Of course, nature abhors a vacuum. In the absence of a good coherent growth strategy that connects the entire organization behind a viable purpose and objectives, emerging leaders throughout the organization will fill the void with strategies of their own for their teams. Bad strategies will sprout like weeds in a garden. Some will be good, and some will be bad. But they will most likely be disconnected and suffer from a lack of alignment and synergy that could have been enabled by a coherent growth strategy for the broader organization.

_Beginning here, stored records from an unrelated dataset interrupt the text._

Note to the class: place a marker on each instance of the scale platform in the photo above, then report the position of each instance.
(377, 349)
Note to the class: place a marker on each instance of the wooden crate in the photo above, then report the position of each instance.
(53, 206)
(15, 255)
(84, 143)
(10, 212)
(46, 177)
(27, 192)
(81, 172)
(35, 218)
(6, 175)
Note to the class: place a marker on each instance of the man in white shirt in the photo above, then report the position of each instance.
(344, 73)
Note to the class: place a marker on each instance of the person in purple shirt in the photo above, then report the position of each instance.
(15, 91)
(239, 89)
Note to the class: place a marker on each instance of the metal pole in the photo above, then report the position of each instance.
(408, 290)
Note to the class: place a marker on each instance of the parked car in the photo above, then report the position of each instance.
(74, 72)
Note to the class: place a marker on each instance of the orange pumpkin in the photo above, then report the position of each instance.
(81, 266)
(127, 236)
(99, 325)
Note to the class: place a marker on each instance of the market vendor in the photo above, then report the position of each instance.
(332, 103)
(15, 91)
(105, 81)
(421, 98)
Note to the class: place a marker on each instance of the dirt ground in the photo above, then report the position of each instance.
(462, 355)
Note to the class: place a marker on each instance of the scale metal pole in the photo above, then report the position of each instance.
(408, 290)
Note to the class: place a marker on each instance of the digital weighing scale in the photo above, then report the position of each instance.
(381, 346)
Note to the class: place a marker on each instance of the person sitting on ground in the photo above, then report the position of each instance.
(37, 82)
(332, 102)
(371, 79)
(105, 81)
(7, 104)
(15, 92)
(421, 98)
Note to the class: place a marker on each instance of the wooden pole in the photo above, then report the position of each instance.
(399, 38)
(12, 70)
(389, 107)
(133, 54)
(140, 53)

The problem with strategy at many smaller, more nimble and innovative companies is that strategy usually doesn’t exist. These firms have a lot of ideas, but they suffer from a lack of focus and the strategic discipline required to make the smart choices needed to accelerate and scale those ideas into momentum that can be sustained longer term.

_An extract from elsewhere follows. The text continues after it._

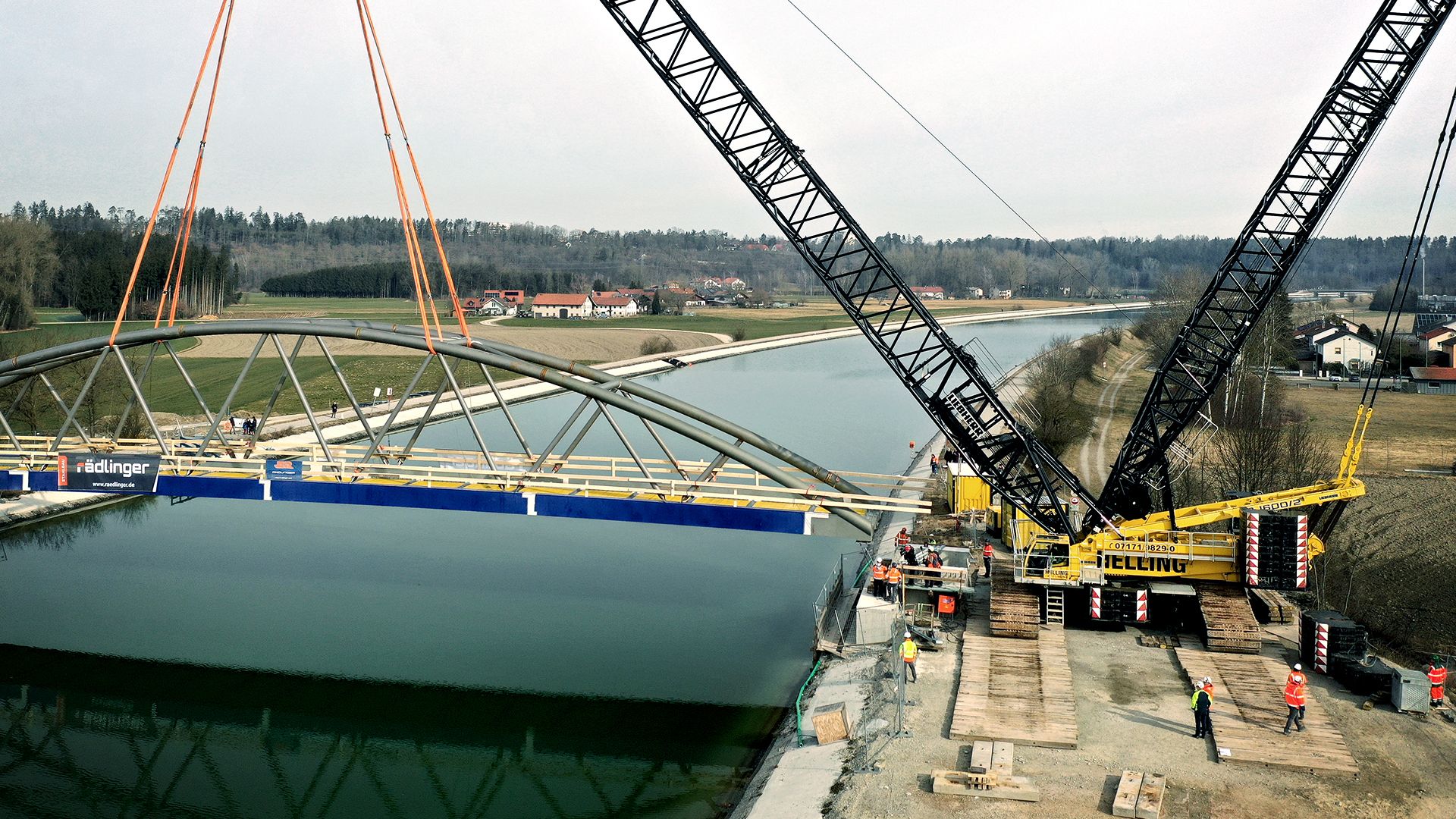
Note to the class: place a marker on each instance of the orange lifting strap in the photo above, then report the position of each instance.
(172, 286)
(152, 223)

Strategy is not simply goal setting and financial projections. A good strategic plan certainly includes goals and financial metrics, but it goes beyond goal setting to define how the goals will be achieved based on facts. Good strategy almost always involves a shift in thinking.
The most strategic leaders identify the few most critical issues their team faces. They dive deep to find the pivot or leverage points where they can exponentially multiply the effectiveness of effort and energy. Just as importantly, they do not turn a blind eye to the biggest obstacles standing in the way of success, and they clearly define the path forward to overcome them. The higher a leader ascends up the leadership ladder, the harder the strategy challenge becomes because the choices multiply faster than resources. It’s often a key differentiating factor that separates the best emerging leaders from the rest.
The best leaders know how to strike the right balance between strategy and entrepreneurship by focusing their team where they have the greatest likelihood of winning. They put punch in their strategies and make them more executable because they say “no” a lot, and when they say “yes” it’s a big yes. They fail fast on bad ideas, learn from failure, lower the cost of experimentation, and they improve execution by focusing precious resources on the fewer, bigger, more market-meaningful ideas that set them apart and create the greatest economic value over the long haul. They go beyond setting big goals with inspiring platitudes and slogans. They dig deeper to help their team develop a market-driven growth strategy that focuses their strengths on the most promising opportunities while giving serious consideration and sufficient planning to overcome obstacles. This is the essence of good strategy.
The most successful companies with whom I've worked over the last 35+ years also recognize that excellent execution requires much more than a good strategy. They do the heavy lifting to connect the dots cross-functionally and give their entire workforce the context and support they need to be all-in. They go beyond mere communication by using the strategic plan to cultivate a performance-based culture of innovation, collaboration and accountability. Most importantly, they understand that execution is just as much a people challenge as it is a strategy problem.